ウスキか、ウスギか
このページを作ったとき、タイトルは初め「ウスキムヨウラン」としてありました。 愛用している手許の図鑑(カラー版 野生ラン 著者:橋本保ほか 発行:家の光協会)を参考にしたものでした。ところが、書物やインターネットで見るのは「ウスギムヨウラン」と濁点がついたものが圧倒的に多い。 そこで数年前に、寄らば大樹の陰で、そちらに変更しました。

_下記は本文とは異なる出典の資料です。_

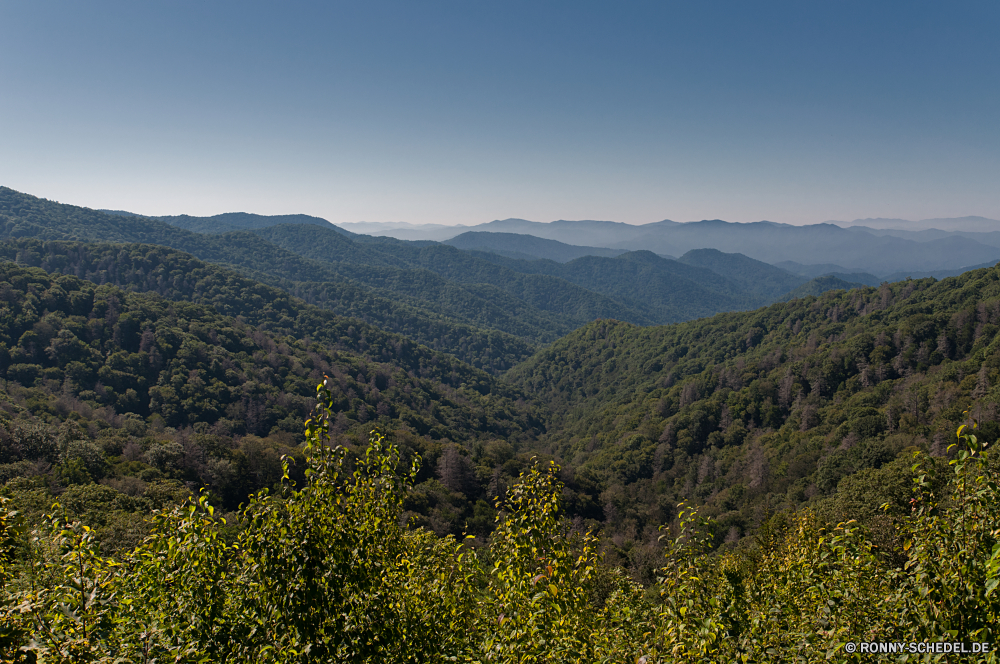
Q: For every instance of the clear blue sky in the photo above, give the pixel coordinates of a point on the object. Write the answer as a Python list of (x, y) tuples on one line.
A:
[(463, 112)]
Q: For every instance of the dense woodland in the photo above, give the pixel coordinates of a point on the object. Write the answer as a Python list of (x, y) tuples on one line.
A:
[(517, 501)]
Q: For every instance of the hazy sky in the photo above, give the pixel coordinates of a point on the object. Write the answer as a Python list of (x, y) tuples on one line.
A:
[(463, 112)]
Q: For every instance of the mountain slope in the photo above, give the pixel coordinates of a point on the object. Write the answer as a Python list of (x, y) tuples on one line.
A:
[(514, 245), (755, 411), (820, 285), (762, 279)]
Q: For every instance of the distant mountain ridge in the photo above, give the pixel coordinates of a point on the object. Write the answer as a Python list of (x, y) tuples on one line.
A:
[(231, 221), (516, 245), (855, 248)]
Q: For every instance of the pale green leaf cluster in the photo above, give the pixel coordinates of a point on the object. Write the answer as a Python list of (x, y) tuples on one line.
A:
[(330, 572)]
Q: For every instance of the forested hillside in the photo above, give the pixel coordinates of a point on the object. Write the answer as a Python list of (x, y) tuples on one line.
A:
[(136, 375), (798, 403), (389, 282)]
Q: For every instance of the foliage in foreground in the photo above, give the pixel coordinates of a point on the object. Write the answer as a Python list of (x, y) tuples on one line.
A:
[(329, 572)]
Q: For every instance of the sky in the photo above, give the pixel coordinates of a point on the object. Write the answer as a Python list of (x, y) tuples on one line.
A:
[(467, 111)]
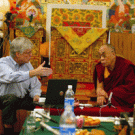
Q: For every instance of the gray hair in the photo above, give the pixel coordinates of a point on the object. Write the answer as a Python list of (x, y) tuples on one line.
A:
[(111, 47), (20, 44)]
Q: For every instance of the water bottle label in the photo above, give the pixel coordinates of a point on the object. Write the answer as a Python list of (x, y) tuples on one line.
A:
[(69, 101), (67, 131)]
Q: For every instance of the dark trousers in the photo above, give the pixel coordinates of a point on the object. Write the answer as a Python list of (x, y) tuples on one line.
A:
[(10, 103)]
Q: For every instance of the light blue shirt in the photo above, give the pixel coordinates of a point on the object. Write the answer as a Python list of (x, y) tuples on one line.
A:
[(15, 79)]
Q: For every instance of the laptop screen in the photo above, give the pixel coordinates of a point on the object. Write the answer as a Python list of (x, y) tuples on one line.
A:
[(56, 91)]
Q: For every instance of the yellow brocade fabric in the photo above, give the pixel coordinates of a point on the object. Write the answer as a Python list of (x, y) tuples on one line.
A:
[(79, 44)]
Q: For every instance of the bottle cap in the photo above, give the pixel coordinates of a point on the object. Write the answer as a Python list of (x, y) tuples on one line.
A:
[(68, 108), (69, 86)]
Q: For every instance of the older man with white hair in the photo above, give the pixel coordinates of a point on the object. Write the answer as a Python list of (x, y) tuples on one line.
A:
[(19, 85)]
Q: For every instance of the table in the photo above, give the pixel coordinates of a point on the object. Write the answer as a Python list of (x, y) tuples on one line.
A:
[(107, 127), (95, 111)]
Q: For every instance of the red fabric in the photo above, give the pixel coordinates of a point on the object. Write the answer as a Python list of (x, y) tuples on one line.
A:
[(121, 82)]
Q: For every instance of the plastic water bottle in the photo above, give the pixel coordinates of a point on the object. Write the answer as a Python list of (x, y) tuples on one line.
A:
[(31, 124), (67, 122), (69, 97)]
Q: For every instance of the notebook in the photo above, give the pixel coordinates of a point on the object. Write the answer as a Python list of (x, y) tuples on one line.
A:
[(56, 91)]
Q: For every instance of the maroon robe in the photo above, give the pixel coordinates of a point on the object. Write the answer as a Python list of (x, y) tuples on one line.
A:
[(121, 82)]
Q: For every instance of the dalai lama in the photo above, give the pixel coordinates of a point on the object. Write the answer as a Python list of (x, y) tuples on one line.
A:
[(114, 74)]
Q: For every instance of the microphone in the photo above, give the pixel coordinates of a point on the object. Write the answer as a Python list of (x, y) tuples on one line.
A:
[(110, 97), (48, 117)]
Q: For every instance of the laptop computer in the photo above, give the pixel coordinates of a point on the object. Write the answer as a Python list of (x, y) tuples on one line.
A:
[(56, 91)]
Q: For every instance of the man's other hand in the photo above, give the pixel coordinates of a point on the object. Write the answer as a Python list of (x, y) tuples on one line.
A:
[(36, 98), (101, 92)]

最近になって、ムヨウラン属に詳しい方から「命名者の津山先生はウスギムヨウランと書かれるのを快く思っていなかった」ことを知らされました。 原記載を調べてみると、「新種と認めてウスキムヨウラン(淡黄無葉蘭)Lecanorchis kiusiana の名を与えた」と書かれていました。
学名には厳格な命名規約があり、命名者が後でスペルの間違いに気づいても訂正できないが、和名には一切決まりはないそうです。 しかし、混乱を避けるためにも、命名者がつけた和名を尊重して、よほどの理由がない限り変更すべきではない。 そう考えて、もとの「ウスキムヨウラン」に戻しました。
参考までに:
ウスキムヨウランと書かれているもの
ウスギムヨウランと書かれているもの
原色日本植物図鑑 草本編 (保育社)
愛知県のムヨウラン類(2005, 芹沢俊介) この論文には、 和名は当初ウスキムヨウランと命名されたが、現在では
「ウスギ」と濁ることが多く、淡黄色という意味でもその方が伝わりやすいと思われる。 と書かれています。